Not surprisingly, the effects of the current economic recession on risk and risk management dominated the agenda. Managing change is a daily necessity in the crisis.

Not surprisingly, the effects of the current economic recession on risk and risk management dominated the agenda at this discussion in May. Some participants were concerned that governments were fighting the recession with the weapons that had caused it – notably making ‘cheap’ money available to encourage spending and stimulate recovery.

However, there was general agreement that this particular risk event has an upside for companies that are well capitalised, in that they can gain a competitive advantage over their less well capitalised or more risk averse peers in terms of acquisitions and expansion into new areas. For others, sensible cost cutting seems to be the answer for survival, provided it can be done in a way that does not jeopardise the future of the business.

Opinion was divided as to whether more regulation was the answer to preventing the kind of actions that led to the recession in the first place. The downside of more stringent regulation is that it can over-burden SMEs, who make a very significant contribution to most

European countries’ economies. But all participants agreed that good management and their improved understanding of risks were key in helping businesses not simply to recover but also to recover in a way that would leave them fitter to take advantage of post-recession opportunities. In terms of the risk manager’s role, this means communicating the right information at board level.

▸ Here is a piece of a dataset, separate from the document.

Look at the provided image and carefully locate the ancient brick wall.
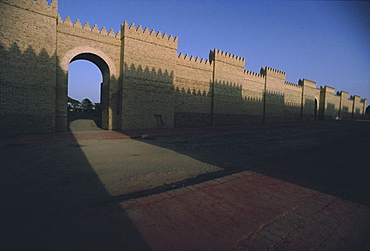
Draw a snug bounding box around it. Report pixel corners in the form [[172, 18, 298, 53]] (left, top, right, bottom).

There was concern that governments are bailing out large organisations at the expense of SMEs – and more concern too that whistle blowing does not reap its just rewards. ‘Nobody likes the bad guy complaining about the risks,’ said one participant.

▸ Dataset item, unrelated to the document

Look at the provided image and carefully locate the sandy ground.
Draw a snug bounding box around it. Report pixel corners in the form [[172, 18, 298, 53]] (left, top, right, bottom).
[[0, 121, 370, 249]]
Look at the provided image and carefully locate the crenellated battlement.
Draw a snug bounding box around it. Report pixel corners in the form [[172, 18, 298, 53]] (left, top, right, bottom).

At a time when public confidence is key to an organisation’s survival, the media also came in for some criticism. Is the power of the press too great? And could its focus on the next ‘sexy’ risk issue encourage companies to ignore historic risks, even though they have not lessened in importance? A long-term perspective remains valid.

Managing change is a daily necessity in the crisis and, for organisations to do this effectively, risk managers need the ear of their senior management. ‘Trying to discuss the downside is still an issue,’ said one participant. Companies also need to be flexible and willing to divert resources to exploit new and potentially lucrative areas – provided that they have people who understand these new markets. The meeting concluded with a discussion of the insurance market and the likely effects of the current economic climate on future premium rates.